Bench Memos

Law & the Courts

Ron DeSantis Transforms Florida Supreme Court

When Ron DeSantis became Florida’s governor in January 2019, I highlighted the prospect that he could undo the dominance that liberal justices have had on the state supreme court for decades. As I pointed out, that dominance persisted despite the fact that Florida hadn’t elected a Democratic governor since 1994.

There is ample reason to believe that DeSantis has succeeded in transforming that court.

Today DeSantis appointed circuit judge Renatha Francis to the supreme court. An attorney very knowledgeable about Francis and her record assures me that she is a strong originalist and textualist and an excellent pick. You can watch her beautiful acceptance remarks here (beginning around the 12:00 mark). The fact that she is also an immigrant from Jamaica whose life is (in her words) the “epitome of the American dream” will feed the fury of the Left.

When Francis takes her seat, DeSantis will have appointed four of the seven members of the Florida supreme court. (He’s actually appointed six justices, but two of his early picks—Barbara Lagoa and Robert Luck—were in turn appointed by Donald Trump to the U.S. Court of Appeals for the Eleventh Circuit.) DeSantis has transformed what was long a 5-to-2 liberal majority into a 6-to-1 textualist majority.

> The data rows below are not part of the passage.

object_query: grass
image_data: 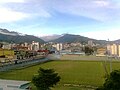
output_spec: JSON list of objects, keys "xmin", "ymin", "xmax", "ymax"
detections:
[
  {"xmin": 0, "ymin": 59, "xmax": 120, "ymax": 90},
  {"xmin": 60, "ymin": 55, "xmax": 108, "ymax": 61}
]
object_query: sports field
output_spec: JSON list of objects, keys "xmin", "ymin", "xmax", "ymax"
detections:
[{"xmin": 0, "ymin": 57, "xmax": 120, "ymax": 90}]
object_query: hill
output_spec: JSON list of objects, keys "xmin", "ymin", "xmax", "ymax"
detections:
[
  {"xmin": 0, "ymin": 28, "xmax": 45, "ymax": 43},
  {"xmin": 114, "ymin": 39, "xmax": 120, "ymax": 44},
  {"xmin": 50, "ymin": 34, "xmax": 107, "ymax": 44}
]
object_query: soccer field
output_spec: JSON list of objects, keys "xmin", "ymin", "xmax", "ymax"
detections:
[{"xmin": 0, "ymin": 60, "xmax": 120, "ymax": 90}]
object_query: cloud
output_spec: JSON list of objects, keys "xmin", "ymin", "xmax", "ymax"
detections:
[
  {"xmin": 1, "ymin": 0, "xmax": 120, "ymax": 23},
  {"xmin": 0, "ymin": 0, "xmax": 25, "ymax": 3},
  {"xmin": 93, "ymin": 0, "xmax": 110, "ymax": 7},
  {"xmin": 0, "ymin": 0, "xmax": 29, "ymax": 23},
  {"xmin": 49, "ymin": 0, "xmax": 120, "ymax": 22},
  {"xmin": 81, "ymin": 29, "xmax": 120, "ymax": 41},
  {"xmin": 0, "ymin": 0, "xmax": 51, "ymax": 19},
  {"xmin": 0, "ymin": 0, "xmax": 120, "ymax": 41},
  {"xmin": 0, "ymin": 8, "xmax": 29, "ymax": 23}
]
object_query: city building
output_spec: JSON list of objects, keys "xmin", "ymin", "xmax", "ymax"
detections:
[
  {"xmin": 96, "ymin": 47, "xmax": 106, "ymax": 56},
  {"xmin": 107, "ymin": 43, "xmax": 120, "ymax": 57},
  {"xmin": 31, "ymin": 41, "xmax": 40, "ymax": 51},
  {"xmin": 88, "ymin": 40, "xmax": 93, "ymax": 46},
  {"xmin": 52, "ymin": 43, "xmax": 63, "ymax": 51},
  {"xmin": 2, "ymin": 44, "xmax": 12, "ymax": 49}
]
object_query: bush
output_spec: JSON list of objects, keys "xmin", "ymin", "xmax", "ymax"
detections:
[{"xmin": 96, "ymin": 70, "xmax": 120, "ymax": 90}]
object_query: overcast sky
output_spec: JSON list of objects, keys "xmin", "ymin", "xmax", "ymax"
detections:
[{"xmin": 0, "ymin": 0, "xmax": 120, "ymax": 40}]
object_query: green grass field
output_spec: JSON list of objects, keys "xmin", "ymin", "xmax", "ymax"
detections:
[{"xmin": 0, "ymin": 59, "xmax": 120, "ymax": 90}]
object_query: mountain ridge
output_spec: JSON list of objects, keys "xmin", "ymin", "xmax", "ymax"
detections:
[
  {"xmin": 0, "ymin": 28, "xmax": 45, "ymax": 43},
  {"xmin": 0, "ymin": 28, "xmax": 120, "ymax": 44},
  {"xmin": 50, "ymin": 34, "xmax": 107, "ymax": 44}
]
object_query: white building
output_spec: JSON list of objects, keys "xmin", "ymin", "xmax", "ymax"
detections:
[
  {"xmin": 52, "ymin": 43, "xmax": 63, "ymax": 51},
  {"xmin": 88, "ymin": 40, "xmax": 93, "ymax": 46},
  {"xmin": 107, "ymin": 43, "xmax": 120, "ymax": 57},
  {"xmin": 2, "ymin": 44, "xmax": 11, "ymax": 49},
  {"xmin": 32, "ymin": 41, "xmax": 40, "ymax": 51},
  {"xmin": 118, "ymin": 45, "xmax": 120, "ymax": 57}
]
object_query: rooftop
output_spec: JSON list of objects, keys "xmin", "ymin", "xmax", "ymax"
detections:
[{"xmin": 0, "ymin": 79, "xmax": 30, "ymax": 90}]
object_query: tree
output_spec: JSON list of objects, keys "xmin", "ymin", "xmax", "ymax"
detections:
[
  {"xmin": 32, "ymin": 67, "xmax": 61, "ymax": 90},
  {"xmin": 83, "ymin": 46, "xmax": 94, "ymax": 55},
  {"xmin": 96, "ymin": 70, "xmax": 120, "ymax": 90},
  {"xmin": 0, "ymin": 43, "xmax": 3, "ymax": 48}
]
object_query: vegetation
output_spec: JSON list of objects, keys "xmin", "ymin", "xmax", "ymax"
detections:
[
  {"xmin": 83, "ymin": 46, "xmax": 94, "ymax": 55},
  {"xmin": 32, "ymin": 67, "xmax": 60, "ymax": 90},
  {"xmin": 0, "ymin": 43, "xmax": 3, "ymax": 48},
  {"xmin": 0, "ymin": 60, "xmax": 120, "ymax": 89},
  {"xmin": 97, "ymin": 70, "xmax": 120, "ymax": 90}
]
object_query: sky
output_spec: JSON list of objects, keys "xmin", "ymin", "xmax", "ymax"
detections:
[{"xmin": 0, "ymin": 0, "xmax": 120, "ymax": 41}]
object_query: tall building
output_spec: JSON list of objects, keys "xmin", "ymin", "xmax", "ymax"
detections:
[
  {"xmin": 107, "ymin": 43, "xmax": 120, "ymax": 57},
  {"xmin": 111, "ymin": 44, "xmax": 118, "ymax": 55},
  {"xmin": 52, "ymin": 43, "xmax": 63, "ymax": 51},
  {"xmin": 118, "ymin": 45, "xmax": 120, "ymax": 57},
  {"xmin": 57, "ymin": 43, "xmax": 63, "ymax": 51},
  {"xmin": 88, "ymin": 40, "xmax": 93, "ymax": 46},
  {"xmin": 32, "ymin": 41, "xmax": 40, "ymax": 51}
]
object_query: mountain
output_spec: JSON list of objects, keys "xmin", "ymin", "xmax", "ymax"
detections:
[
  {"xmin": 50, "ymin": 34, "xmax": 107, "ymax": 44},
  {"xmin": 0, "ymin": 28, "xmax": 45, "ymax": 43},
  {"xmin": 0, "ymin": 28, "xmax": 22, "ymax": 36},
  {"xmin": 40, "ymin": 34, "xmax": 62, "ymax": 41},
  {"xmin": 114, "ymin": 39, "xmax": 120, "ymax": 44}
]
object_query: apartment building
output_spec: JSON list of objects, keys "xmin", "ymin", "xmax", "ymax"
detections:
[
  {"xmin": 52, "ymin": 43, "xmax": 63, "ymax": 51},
  {"xmin": 96, "ymin": 47, "xmax": 106, "ymax": 56},
  {"xmin": 107, "ymin": 43, "xmax": 120, "ymax": 57},
  {"xmin": 31, "ymin": 41, "xmax": 40, "ymax": 51},
  {"xmin": 88, "ymin": 40, "xmax": 93, "ymax": 46}
]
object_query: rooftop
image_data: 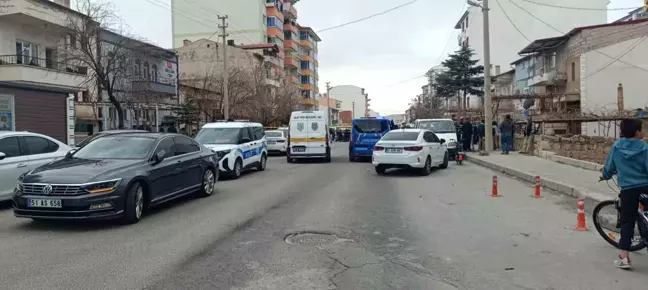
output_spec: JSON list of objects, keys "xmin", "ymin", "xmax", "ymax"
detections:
[
  {"xmin": 298, "ymin": 26, "xmax": 322, "ymax": 41},
  {"xmin": 454, "ymin": 10, "xmax": 469, "ymax": 29}
]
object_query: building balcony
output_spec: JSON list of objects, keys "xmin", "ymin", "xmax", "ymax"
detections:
[
  {"xmin": 266, "ymin": 6, "xmax": 284, "ymax": 22},
  {"xmin": 75, "ymin": 103, "xmax": 101, "ymax": 121},
  {"xmin": 284, "ymin": 57, "xmax": 298, "ymax": 68},
  {"xmin": 299, "ymin": 54, "xmax": 313, "ymax": 62},
  {"xmin": 527, "ymin": 70, "xmax": 557, "ymax": 87},
  {"xmin": 0, "ymin": 0, "xmax": 88, "ymax": 29},
  {"xmin": 284, "ymin": 40, "xmax": 299, "ymax": 51},
  {"xmin": 131, "ymin": 77, "xmax": 177, "ymax": 96},
  {"xmin": 284, "ymin": 23, "xmax": 298, "ymax": 34},
  {"xmin": 299, "ymin": 40, "xmax": 313, "ymax": 49},
  {"xmin": 302, "ymin": 97, "xmax": 315, "ymax": 106},
  {"xmin": 282, "ymin": 3, "xmax": 298, "ymax": 19},
  {"xmin": 301, "ymin": 69, "xmax": 313, "ymax": 76},
  {"xmin": 0, "ymin": 55, "xmax": 88, "ymax": 90},
  {"xmin": 267, "ymin": 27, "xmax": 284, "ymax": 40},
  {"xmin": 300, "ymin": 83, "xmax": 313, "ymax": 90}
]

Francis will be replacing another textualist justice, so her appointment won’t alter the court’s ideological alignment. But it might well help to entrench it for another two decades or more. The Florida supreme court has a mandatory retirement age of 75, but the oldest of DeSantis’s four appointees won’t hit that mark until 2044. So DeSantis’s appointees could constitute a majority of the court until then.